Startup Raises $130M for AI-Powered Business Intelligence Platform
Google Ventures and PayPal co-founder Peter Thiel among backers of AI enterprise platform Hebbia
Hebbia, a New York-based AI startup, has raised $130 million in series B funding to revolutionize enterprise workflows with its AI-powered platform, Matrix.
Founded in 2020, New York-based Hebbia is trying to reinvent how people work: building an AI-powered platform where users can unearth insights and information from AI agents relevant to their workflows.
Google Ventures, Andreessen Horowitz and Index Ventures invested in the startup. They were joined by PayPal co-founder and billionaire tech investor Peter Thiel.
Hebbia also announced its revenue has grown 15 times over the last 18 months.
The startup claims to have accounted for more than 2% of OpenAI’s daily compute volume. Hebbia uses OpenAI’s models as the underlying foundation for its platform.
“AI is undoubtedly the most important technology of our lives. But technology doesn’t drive revolutions, products do,” said George Sivulka, Hebbia’s founder and CEO. “At Hebbia, we believe we’re building the most important software product of the next 100 years. We’re not settling for anything less.”

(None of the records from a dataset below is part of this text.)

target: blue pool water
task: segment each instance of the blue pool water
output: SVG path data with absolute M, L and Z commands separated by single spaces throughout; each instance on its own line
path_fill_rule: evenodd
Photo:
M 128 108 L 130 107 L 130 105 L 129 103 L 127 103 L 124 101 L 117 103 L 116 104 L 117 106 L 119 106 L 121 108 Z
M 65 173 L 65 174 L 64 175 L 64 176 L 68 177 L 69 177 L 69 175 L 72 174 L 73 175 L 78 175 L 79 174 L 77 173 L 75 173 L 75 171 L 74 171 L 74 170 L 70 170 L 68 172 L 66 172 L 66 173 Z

Major AI developers like OpenAI and Anthropic offer enterprises subscription-based access to their chatbot applications. Hebbia, on the other hand, offers a more tailored platform solution that provides industry-specific insights.
Hebbia's Matrix platform lets enterprise users input their data and its AI agents carry out tasks. For example, Matrix could analyze a group of documents to determine portfolio exposures or assess business opportunities and deals.
Hebbia’s Matrix platform combines OpenAI’s model with knowledge retrieval, or Retrieval-Augmented Generation (RAG). This enables an AI system to generate more accurate answers as it’s connected to data sources beyond the initial model’s corpus.
The startup describes Matrix as a “transactional chatbot” that humans can intuitively use to streamline workflows.
Hebbia says it counts Fortune 100 companies among its user base, as well as asset managers, law firms and banks.
Matrix users have used the platform to find inconsistencies in cybersecurity tests and priced private assets by analyzing contracts and other related documents.
“I’m excited for a world of unbound progress, one where AI agents contribute more to global GDP than every human employee,” Sivulka said. “I believe that Hebbia is going to get us there.”
Hebbia isn’t the only startup looking to augment enterprise workloads with AI. Typeface, Glean and Vectara all offer similar solutions. There’s also competition from a major tech player in IBM with its watsonX generative AI platform.